Microsoft addresses 73 CVEs in its May 2022 Patch Tuesday release, including two zero-day vulnerabilities, one of which was exploited in the wild.
This month’s update includes patches for:
- .NET and Visual Studio
- Microsoft Exchange Server
- Microsoft Graphics Component
- Microsoft Local Security Authority Server (lsasrv)
- Microsoft Office
- Microsoft Office Excel
- Microsoft Office SharePoint
- Microsoft Windows ALPC
- Remote Desktop Client
- Role: Windows Fax Service
- Role: Windows Hyper-V
- Self-hosted Integration Runtime
- Tablet Windows User Interface
- Visual Studio
- Visual Studio Code
- Windows Active Directory
- Windows Address Book
- Windows Authentication Methods
- Windows BitLocker
- Windows Cluster Shared Volume (CSV)
- Windows Failover Cluster Automation Server
- Windows Kerberos
- Windows Kernel
- Windows LDAP – Lightweight Directory Access Protocol
- Windows Media
- Windows Network File System
- Windows NTFS
- Windows Point-to-Point Tunnelling Protocol
- Windows Print Spooler Components
- Windows Push Notifications
- Windows Remote Access Connection Manager
- Windows Remote Desktop
- Windows Remote Procedure Call Runtime
- Windows Server Service
- Windows Storage Spaces Controller
- Windows WLAN Auto Config Service
Windows LSA Spoofing Vulnerability
CVE-2022-26925 is a spoofing vulnerability in the Windows Local Security Authority (LSA) that received a CVSSv3 score of 8.1. Once it is chained with a new technology LAN Manager (NTLM) relay attack, the combined CVSSv3 score for the attack chain is 9.8. An unauthenticated attacker could coerce domain controllers to authenticate to an attacker-controller server using NTLM. Microsoft provides two pieces of documentation for further protecting systems against these attacks. Microsoft recommends patching domain controllers for this vulnerability since it’s been exploited in a wild like a Zero Day like Pettipottam attack chain
Windows NFS RCE Vulnerability
CVE-2022-26937 is an RCE vulnerability with a CVSSv3 score of 9.8 impacting the Windows Network File System (NFS) which can be exploited by a remote, unauthenticated attacker using a specially crafted call to an NFS service to achieve code execution and rated as Exploitation More Likely. NFS version 4.1 is not impacted by this vulnerability and recommended to disable NFS versions 2 & 3 as an immediate workaround
Microsoft patched 10 vulnerabilities in Windows LDAP.

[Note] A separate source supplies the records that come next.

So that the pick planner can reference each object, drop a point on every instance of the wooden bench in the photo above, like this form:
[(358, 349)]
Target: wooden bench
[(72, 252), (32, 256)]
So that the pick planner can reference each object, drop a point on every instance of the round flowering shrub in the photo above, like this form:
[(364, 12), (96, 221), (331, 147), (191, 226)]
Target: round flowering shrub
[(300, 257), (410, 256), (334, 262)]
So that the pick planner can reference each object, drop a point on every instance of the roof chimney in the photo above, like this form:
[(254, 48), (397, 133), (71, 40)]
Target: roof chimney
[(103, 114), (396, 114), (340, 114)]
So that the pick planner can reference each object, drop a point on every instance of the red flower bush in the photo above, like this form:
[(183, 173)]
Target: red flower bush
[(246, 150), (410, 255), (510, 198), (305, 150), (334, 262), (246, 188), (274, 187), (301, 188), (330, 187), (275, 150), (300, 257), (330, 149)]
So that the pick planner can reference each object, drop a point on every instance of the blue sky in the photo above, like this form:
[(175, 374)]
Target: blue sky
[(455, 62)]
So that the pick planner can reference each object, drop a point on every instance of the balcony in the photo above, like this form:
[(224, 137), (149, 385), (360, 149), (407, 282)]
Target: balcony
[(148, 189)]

CVE-2022-29130 and CVE-2022-22012 received CVSSv3 scores of 9.8 and the remainder of the flaws each was scored at 8.8 and rated as Exploitation Less Likely. Except for CVE-2022-29130, CVE-2022-22012, and CVE-2022-29139, the vulnerabilities each require authentication to exploit. The exploitation of CVE-2022-29139 requires an attacker to convince a vulnerable LDAP client machine to connect to a malicious LDAP server.
Windows Hyper-V Denial of Service Vulnerability
CVE-2022-22713 is a DoS vulnerability impacting Windows Hyper-V. The exploitation of the vulnerability requires an attacker to win a race condition giving it a high complexity rating and a CVSSv3 score of 5.6. While it’s extremely unlikely that this vulnerability will see exploitation in the wild, Microsoft does note that the vulnerability was publicly disclosed.

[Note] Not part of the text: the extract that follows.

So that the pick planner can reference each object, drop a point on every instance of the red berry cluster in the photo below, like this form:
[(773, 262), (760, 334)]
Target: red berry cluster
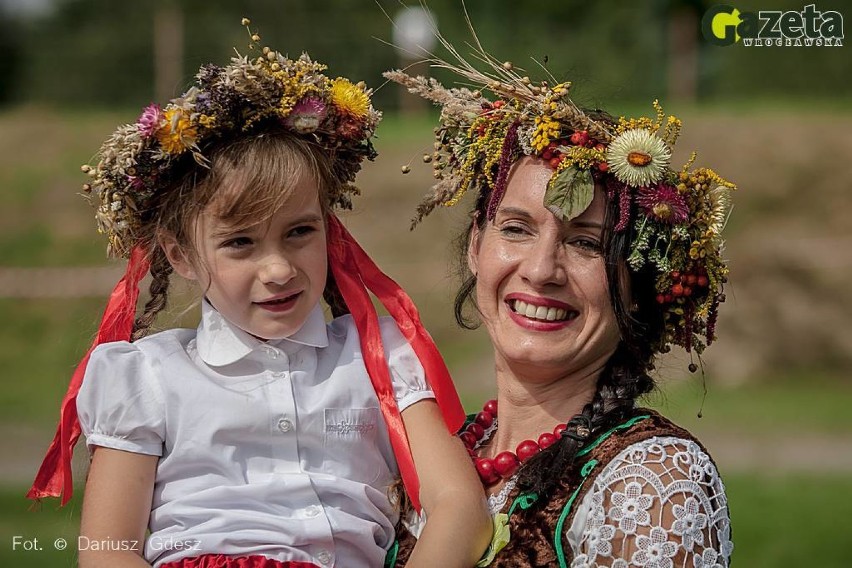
[(685, 285), (578, 138), (504, 464)]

Microsoft Exchange Server Elevation of Privilege Vulnerability
CVE-2022-21978 is an EoP vulnerability in the Exchange Server that received a CVSSv3 score of 8.2 and was rated Exploitation Less Likely. An attacker must already be authenticated to a vulnerable Exchange Server as a member of a highly privileged group to exploit this vulnerability but could use it to elevate themselves to domain administrator access. While these prerequisites might make it less likely for attackers to adopt this vulnerability.
Windows Print Spooler Elevation of Privilege Vulnerabilities
CVE-2022-29132 and CVE-2022-29104 are EoP vulnerabilities in Windows Print Spooler that received a CVSSv3 score of 7.8 and were rated Exploitation More Likely. These are just the latest in a long line of EoP vulnerabilities Microsoft has addressed in Print Spooler over the last year, several of which have been exploited in attacks.

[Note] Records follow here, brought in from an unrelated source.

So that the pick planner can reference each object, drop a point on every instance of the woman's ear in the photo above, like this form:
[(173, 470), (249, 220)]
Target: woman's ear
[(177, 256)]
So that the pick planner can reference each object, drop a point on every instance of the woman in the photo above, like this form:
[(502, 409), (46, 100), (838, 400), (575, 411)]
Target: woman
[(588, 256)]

Microsoft also patched two information disclosure vulnerabilities in Print Spooler this month: CVE-2022-29140 and CVE-2022-29114.
Along with this month’s patch releases, Windows 10 version 20H2 has reached the end of servicing and will no longer receive security updates. Users are urged to update to more recent versions to ensure they continue receiving important security updates.